Limiting engine power, increasing deadweight tonnage and slow steaming are options being considered by boxship owners to comply with pending greenhouse gas (GHG) legislation.

The proposals figure among the measures deemed necessary to meet minimum efficiency standards that the International Maritime Organization is seeking to apply to the existing fleet by 2023.

But more details of the Energy Efficiency Existing Ship Index (EEXI) are needed before owners can decide the best way forward.

“It’s important to get it right, as it will be our contribution to ­carbon neutrality and gives us the chance also to reinvent our business,” Nicolaus Bunnemann, managing director of Atlantic Lloyd, told Capital Link’s German Maritime Forum.

Older can be better

The new standards will be equivalent to the current Energy Efficiency Design Index standards, which apply to newbuildings.

But boxship owners are working on the presumption that the means of calculating and enforcing EEXI will only be finalised at future sessions of the IMO.

Bunnemann said his company, which owns and operates nearly 30 vessels, mostly containerships, has assigned a technician to calculate the EEXI value of each ship in its fleet.

Preliminary results found that older vessels do not necessarily fare worse than younger ones, and in some cases perform better.

Atlantic Lloyd is looking at various methods to adapt vessels that may be non-compliant.

Since EEXI is based on CO2 transported per tonne per nautical mile, the solution focuses on reducing GHGs by decreasing engine power, he said.

Transparency and sustainability

Capital Link's German Maritime Forum (top, from left) DNV GL Maritime's Knut Orbeck-Nilssen; Auerbach Schifffahrt's Lucius Bunk; and Johann Killinger of the Buss Group; (centre, from left) Atlantic Lloyd's Nicolaus Bunnemann; Nikolaus Oldendorff of Reederei Nord; and Constantin Baack of MPC Container Ships; and (bottom) Christoph Toepfer of Borealis Maritime. Photo: Capital Link

“We will be looking at various options, such as energy-saving devices, engine power limitations, engine de-rating and deadweight increase,” Bunnemann said.

“It’s widely expected that limiting engine power and increasing the deadweight are [the] most promising methods to comply, [while] limiting the upfront cost. So, my personal belief is most owners will be looking at these two methods with priority.”

Slow steaming for the non-eco fleet would be a possibility, but that has been practised by much of the fleet for many years, so changes there are likely to be limited.

MPC Container Ships (MPCC) managing director Constantin Baack said EEXI could prove a “disrup­tor” in terms of improving transparency and sustainability, with implications for slow steaming and charterparties.

EEXI calculations on his company’s vessels also showed that age is not the most important factor. He added that MPCC plans to upgrade vessels in partnership with business partners, universities and customers.

Longer-term goals

Matching existing vessels with pending GHG legislation chimes with efforts by German tonnage providers to establish solutions to meet longer-term goals.

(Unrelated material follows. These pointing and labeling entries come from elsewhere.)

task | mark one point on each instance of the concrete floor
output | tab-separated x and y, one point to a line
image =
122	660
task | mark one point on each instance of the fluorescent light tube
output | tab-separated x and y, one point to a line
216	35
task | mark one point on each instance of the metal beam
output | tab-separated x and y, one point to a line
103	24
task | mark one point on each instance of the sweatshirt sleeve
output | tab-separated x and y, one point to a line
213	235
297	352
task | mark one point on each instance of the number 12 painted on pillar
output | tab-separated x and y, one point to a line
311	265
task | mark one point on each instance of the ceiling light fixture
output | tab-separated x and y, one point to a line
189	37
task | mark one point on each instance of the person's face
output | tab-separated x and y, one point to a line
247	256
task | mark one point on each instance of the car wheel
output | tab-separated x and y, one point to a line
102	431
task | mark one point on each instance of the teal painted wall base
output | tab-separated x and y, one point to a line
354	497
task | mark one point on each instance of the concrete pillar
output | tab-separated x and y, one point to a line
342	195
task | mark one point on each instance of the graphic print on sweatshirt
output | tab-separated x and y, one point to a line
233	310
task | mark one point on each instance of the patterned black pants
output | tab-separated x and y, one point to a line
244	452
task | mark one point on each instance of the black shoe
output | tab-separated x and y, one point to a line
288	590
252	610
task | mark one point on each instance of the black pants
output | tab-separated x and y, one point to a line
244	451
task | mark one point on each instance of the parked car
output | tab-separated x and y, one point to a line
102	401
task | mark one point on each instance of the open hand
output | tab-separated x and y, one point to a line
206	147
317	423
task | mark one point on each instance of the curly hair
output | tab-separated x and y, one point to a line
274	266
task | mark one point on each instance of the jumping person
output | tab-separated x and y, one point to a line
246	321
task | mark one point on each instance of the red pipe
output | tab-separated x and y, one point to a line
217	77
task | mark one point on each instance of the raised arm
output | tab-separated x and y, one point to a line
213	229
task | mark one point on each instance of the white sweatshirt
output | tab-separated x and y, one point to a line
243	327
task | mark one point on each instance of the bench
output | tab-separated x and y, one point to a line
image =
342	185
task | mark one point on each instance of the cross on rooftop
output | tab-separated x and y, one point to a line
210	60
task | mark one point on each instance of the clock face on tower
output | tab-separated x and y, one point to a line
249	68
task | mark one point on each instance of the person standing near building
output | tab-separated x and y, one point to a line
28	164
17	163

Johann Killinger, managing partner of the Buss Group, which merged its fleet with Leonhardt & Blumberg in 2017, suggested that the IMO goals for 2050 could be met with different technologies, including synthetic natural gas (SNG), ammonia and hydrogen.

He deemed SNG the most promising because it could use existing LNG infrastructure. Ammonia has a chance, but is hazardous, while hydrogen requires huge tanks and is expensive, he added.

Development of those fuel types is in its infancy, said Nikolaus Oldendorff, managing director and co-owner of Reederei Nord.

He said that none currently fit the bill and they are too expensive. But it seems likely that synthetic fuels derived from solar and wind are “the easiest to handle and most logical”.

Such fuels might one day be combined with carbon capture solutions that could even result in a negative-carbon ship, Oldendorff said.

“Nobody wants to be on the wrong side of history. And there’s no doubt about in which direction we’re running,” he said.

“We have the Paris climate accord, now (with the IMO) we even have a timetable of how to work and go forward, so there’s no doubt of the direction the world is running.”

However, shipping will have to work with other sectors to achieve the IMO goals, according to Lucius Bunk, co-founder and managing partner of Auerbach Schifffahrt. “We will not be able to do it by ourselves, but collaboratively,” he said.